Le monde du football congolais est en émoi alors que Véron Mosengo-Omba, l’ancien secrétaire général de la Confédération Africaine de Football (CAF), se prépare potentiellement à accédez à la présidence de la Fédération Congolaise de Football Association (Fecofa). Depuis qu’il a quitté ses fonctions à la CAF le 29 mars dernier, des rumeurs circulent quant à son soutien secret par le gouvernement congolais pour propulser sa candidature à ce poste clé. Si ces allégations concernant des passe-droits sont avérées, elles soulèveraient des questions de transparence et d’équité dans un sport déjà marqué par des controverses.
Plusieurs sources à travers le pays affirment que son ascension, bien que critiquée par certains, pourrait aussi représenter une opportunité inédite pour redynamiser le football congolais. Les dirigeants sportifs estiment que son expertise et son expérience au sein de la CAF apporteraient un souffle nouveau à la Fecofa, qui doit faire face à des enjeux majeurs tels que la gouvernance et le développement des infrastructures. Toutefois, le soutien gouvernemental remet en question la légitimité d’une telle candidature. Les électeurs pourraient être confrontés à un choix difficile entre l’expérience de Mosengo-Omba et la nécessité d’une réforme authentique dans la gestion du football national.

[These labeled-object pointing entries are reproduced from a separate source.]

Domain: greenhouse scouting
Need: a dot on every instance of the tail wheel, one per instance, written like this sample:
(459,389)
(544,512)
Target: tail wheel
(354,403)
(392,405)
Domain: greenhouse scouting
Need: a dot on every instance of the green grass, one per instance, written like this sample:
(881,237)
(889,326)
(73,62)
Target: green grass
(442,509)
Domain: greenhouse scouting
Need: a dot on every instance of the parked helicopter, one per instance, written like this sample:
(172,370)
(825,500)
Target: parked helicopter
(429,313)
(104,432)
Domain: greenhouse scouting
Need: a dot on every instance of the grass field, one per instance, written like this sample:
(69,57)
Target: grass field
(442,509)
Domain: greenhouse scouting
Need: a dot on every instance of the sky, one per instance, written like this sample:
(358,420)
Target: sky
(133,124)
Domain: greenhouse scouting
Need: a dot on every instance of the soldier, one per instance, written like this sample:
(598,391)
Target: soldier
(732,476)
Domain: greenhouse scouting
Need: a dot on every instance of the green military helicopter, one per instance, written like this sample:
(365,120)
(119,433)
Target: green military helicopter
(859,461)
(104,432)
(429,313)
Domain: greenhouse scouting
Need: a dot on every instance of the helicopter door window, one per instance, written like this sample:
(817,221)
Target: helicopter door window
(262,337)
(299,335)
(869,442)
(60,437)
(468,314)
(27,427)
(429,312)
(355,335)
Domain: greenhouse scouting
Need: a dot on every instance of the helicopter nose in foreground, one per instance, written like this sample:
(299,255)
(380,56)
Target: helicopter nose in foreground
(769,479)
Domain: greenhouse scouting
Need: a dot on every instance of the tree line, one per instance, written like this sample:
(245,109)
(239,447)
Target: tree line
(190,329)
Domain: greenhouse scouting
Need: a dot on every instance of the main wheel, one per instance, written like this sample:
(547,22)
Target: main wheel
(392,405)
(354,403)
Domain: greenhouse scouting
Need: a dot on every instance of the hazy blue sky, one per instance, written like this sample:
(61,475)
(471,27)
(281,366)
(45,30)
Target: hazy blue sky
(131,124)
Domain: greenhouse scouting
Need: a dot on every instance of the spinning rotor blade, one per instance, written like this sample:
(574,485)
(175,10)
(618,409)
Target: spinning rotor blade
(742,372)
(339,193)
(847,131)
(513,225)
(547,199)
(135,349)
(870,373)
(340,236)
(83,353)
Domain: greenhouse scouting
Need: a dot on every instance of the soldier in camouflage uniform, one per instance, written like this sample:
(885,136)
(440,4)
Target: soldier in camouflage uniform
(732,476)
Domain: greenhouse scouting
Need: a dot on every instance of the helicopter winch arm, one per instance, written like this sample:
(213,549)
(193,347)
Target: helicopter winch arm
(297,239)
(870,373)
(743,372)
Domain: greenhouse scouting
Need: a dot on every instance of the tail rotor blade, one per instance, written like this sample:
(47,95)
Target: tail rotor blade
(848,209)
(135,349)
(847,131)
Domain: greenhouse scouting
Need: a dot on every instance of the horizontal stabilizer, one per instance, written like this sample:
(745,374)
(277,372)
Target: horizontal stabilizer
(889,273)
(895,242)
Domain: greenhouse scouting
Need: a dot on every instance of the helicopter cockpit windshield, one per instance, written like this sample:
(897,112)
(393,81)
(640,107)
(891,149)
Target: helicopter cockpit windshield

Alors que les élections se rapprochent, les discussions autour de la candidature de Véron Mosengo-Omba continue de faire laune, suscitant à la fois espoir et scepticisme. Les prochains mois seront cruciaux pour déterminer si le soutien gouvernemental favorisera une victoire électorale ou si cela engendrera des impacts négatifs pour le football en RDC. Dans tous les cas, cette situation illustre bien les défis auxquels fait face le sport en Afrique, où la politique et le football s’entrelacent souvent de manière complexe.